Optimized Normalization for Antibody Microarrays and Application to Serum-Protein Profiling*,S

Darren Hamelinck{ddagger},§, Heping Zhou{ddagger},§, Lin Li||, Cornelius Verweij**, Deborah Dillon{ddagger}{ddagger}, Ziding Feng||, Jose Costa§§ and Brian B. Haab{ddagger},¶¶

From the {ddagger} The Van Andel Research Institute, Grand Rapids, Michigan 49503, || Public Health Science Division, Fred Hutchinson Cancer Research Center, Seattle, Washington 98109, ** Dept. of Molecular and Cell Biology, The University of Amsterdam, 1081 BT Amsterdam, The Netherlands, {ddagger}{ddagger} Department of Pathology, Brigham and Women’s Hospital, Boston, Massachusetts 02115, and §§ Dept. of Pathology, Yale University School of Medicine, New Haven, Connecticut 06510

The measurements of coordinated patterns of protein abundance using antibody microarrays could be used to gain insight into disease biology and to probe the use of combinations of proteins for disease classification.

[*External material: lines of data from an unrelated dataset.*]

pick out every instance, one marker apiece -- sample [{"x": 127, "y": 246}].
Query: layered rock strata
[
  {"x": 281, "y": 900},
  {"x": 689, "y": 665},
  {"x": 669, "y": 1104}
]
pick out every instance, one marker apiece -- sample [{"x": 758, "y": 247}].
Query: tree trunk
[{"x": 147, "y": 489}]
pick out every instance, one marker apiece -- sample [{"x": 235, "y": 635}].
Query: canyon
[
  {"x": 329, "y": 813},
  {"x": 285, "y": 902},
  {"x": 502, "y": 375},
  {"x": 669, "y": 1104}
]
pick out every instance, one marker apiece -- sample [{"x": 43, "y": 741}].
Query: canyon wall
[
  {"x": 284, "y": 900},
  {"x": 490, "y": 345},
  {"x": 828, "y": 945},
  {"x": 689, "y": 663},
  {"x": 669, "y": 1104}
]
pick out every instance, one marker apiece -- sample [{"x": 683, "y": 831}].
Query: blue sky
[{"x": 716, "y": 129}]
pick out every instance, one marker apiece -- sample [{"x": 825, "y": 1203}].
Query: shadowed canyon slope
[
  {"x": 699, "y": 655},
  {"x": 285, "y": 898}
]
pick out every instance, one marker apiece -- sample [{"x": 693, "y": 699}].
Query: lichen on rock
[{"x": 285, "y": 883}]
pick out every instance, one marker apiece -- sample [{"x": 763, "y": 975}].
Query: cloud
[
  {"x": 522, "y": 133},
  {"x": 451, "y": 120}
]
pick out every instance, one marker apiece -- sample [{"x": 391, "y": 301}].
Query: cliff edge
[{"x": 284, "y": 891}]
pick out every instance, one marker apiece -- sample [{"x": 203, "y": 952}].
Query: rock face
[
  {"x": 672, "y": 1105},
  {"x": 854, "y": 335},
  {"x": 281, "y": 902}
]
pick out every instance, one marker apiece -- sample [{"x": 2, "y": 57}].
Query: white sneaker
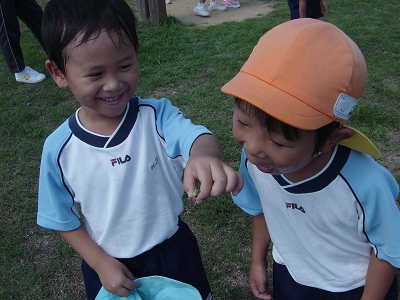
[
  {"x": 29, "y": 75},
  {"x": 215, "y": 6},
  {"x": 200, "y": 11}
]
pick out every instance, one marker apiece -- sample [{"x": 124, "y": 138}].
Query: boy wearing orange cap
[{"x": 311, "y": 185}]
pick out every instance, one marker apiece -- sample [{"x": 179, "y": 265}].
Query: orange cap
[{"x": 305, "y": 73}]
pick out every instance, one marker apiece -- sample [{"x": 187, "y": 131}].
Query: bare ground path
[{"x": 183, "y": 10}]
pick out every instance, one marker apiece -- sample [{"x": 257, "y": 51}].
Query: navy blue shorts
[
  {"x": 285, "y": 288},
  {"x": 313, "y": 9},
  {"x": 177, "y": 257}
]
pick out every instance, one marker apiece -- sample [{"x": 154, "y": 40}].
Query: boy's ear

The correct use and interpretation of antibody microarray data requires proper normalization of the data, which has not yet been systematically studied. Therefore we undertook a study to determine the optimal normalization of data from antibody microarray profiling of proteins in human serum specimens. Forty-three serum samples collected from patients with pancreatic cancer and from control subjects were probed in triplicate on microarrays containing 48 different antibodies, using a direct labeling, two-color comparative fluorescence detection format. Seven different normalization methods representing major classes of normalization for antibody microarray data were compared by their effects on reproducibility, accuracy, and trends in the data set. Normalization with ELISA-determined concentrations of IgM resulted in the most accurate, reproducible, and reliable data. The other normalization methods were deficient in at least one of the criteria. Multiparametric classification of the samples based on the combined measurement of seven of the proteins demonstrated the potential for increased classification accuracy compared with the use of individual measurements. This study establishes reliable normalization for antibody microarray data, criteria for assessing normalization performance, and the capability of antibody microarrays for serum-protein profiling and multiparametric sample classification.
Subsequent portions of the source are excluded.